35:19 Are you applying or are you planning to apply artificial intelligence in these customer service processes?
It’s been a year since ChatGPT changed many things about AI, but it was not new to us. What we do, is that we always try to handle it very cautiously, because the conversation in particular is something quite difficult to automate and we insist that the customer knows that he is interacting with a machine.
Now, what is coming, and it is coming, is to use artificial intelligence to automate what can be automated and the typical thing is frequently asked questions. This knowledge base that a company usually has about its service and product, allows teaching a chatbot to answer the questions. Although we already had systems that did this, they did not allow it in such a conversational way as now, which can answer between 50% and 80% of the questions.
And there will always be an escalation part, that is, the possibility of moving from machine to human. What happens is that customer service people will increasingly deal with very precise questions and the job will shift to giving the necessary knowledge to the machine so that it can ask.
In general, at Brevo we offer this universal inbox for chat and having one place to connect all your conversation channels, like Instagram, Facebook Messenger, WhatsApp, email, with a Gmail inbox or other.
47:10 What can you tell us about SMS?
The perception between WhatsApp and SMS is very interesting and it changes a lot from country to country. For example, in India SMS means fishing and if you use it you can’t send a link, because nobody opens it. In Spain, where WhatsApp is 100% conversational, campaigns are seen as intrusive, because they are not expected.
In the case of SMS, it works very well for small companies, such as micro-SMEs, which are not very current, that is, they do not have a campaign per month, and also at a transactional level, for order confirmation or when a package is going to arrive. These are more typical cases of SMS and it is more effective than email.

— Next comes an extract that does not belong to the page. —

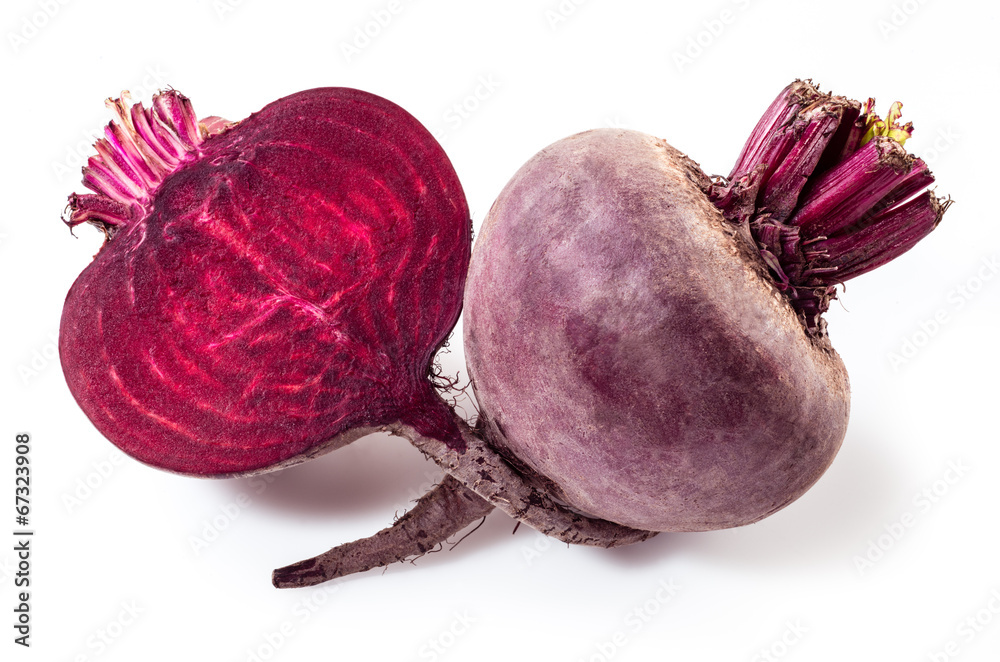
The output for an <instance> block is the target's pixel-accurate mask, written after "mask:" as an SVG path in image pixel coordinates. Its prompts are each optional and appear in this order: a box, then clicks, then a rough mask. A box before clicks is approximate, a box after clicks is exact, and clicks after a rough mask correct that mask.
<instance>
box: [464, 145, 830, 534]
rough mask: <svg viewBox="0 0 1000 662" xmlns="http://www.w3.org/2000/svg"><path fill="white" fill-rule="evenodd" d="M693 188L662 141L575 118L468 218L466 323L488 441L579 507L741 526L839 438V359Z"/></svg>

51:47 How do you use email?
We have a very important database of about 300,000 users and we work with it in a segmented way, especially by age. This is what tells us more if the user is going to accept only one weekly mailing, two, three, even in cases where they accept up to four.
The key is to identify which type of segmentation is the most appropriate for your business. We, for example, segment by categories and the customers that fall into certain categories are grouped together, so when you do campaigns for products that fall into those categories, you already have that group of customers that are more likely to like the product because they have already been interested in it.
We have segmentation by category, by age, by number of purchases that have been made and so on. Also, we work especially on two things: notification of new products and promotions.
59:53 What metrics do you use as a reference and what are “healthy” performance data for you?
- Julia: We have three key metrics: average ticket, cost of acquisition and customer lifecycle. But knowing whether they are healthy or not depends a lot on the product and the campaign, because we have very different products that you can have one season and the next season you don’t have them anymore.
Antoine: A typical one is CSAT, Customer Satisfaction, which is the possibility of leaving a note when a conversation ends and is usually more linked to customer service, to support, than to sales. On the other hand, a metric more related to campaigns, whatever the channel, is the Open Rate, although it is increasingly complicated to have something more reliable, because there are privacy tools that prevent the opening from being tracked.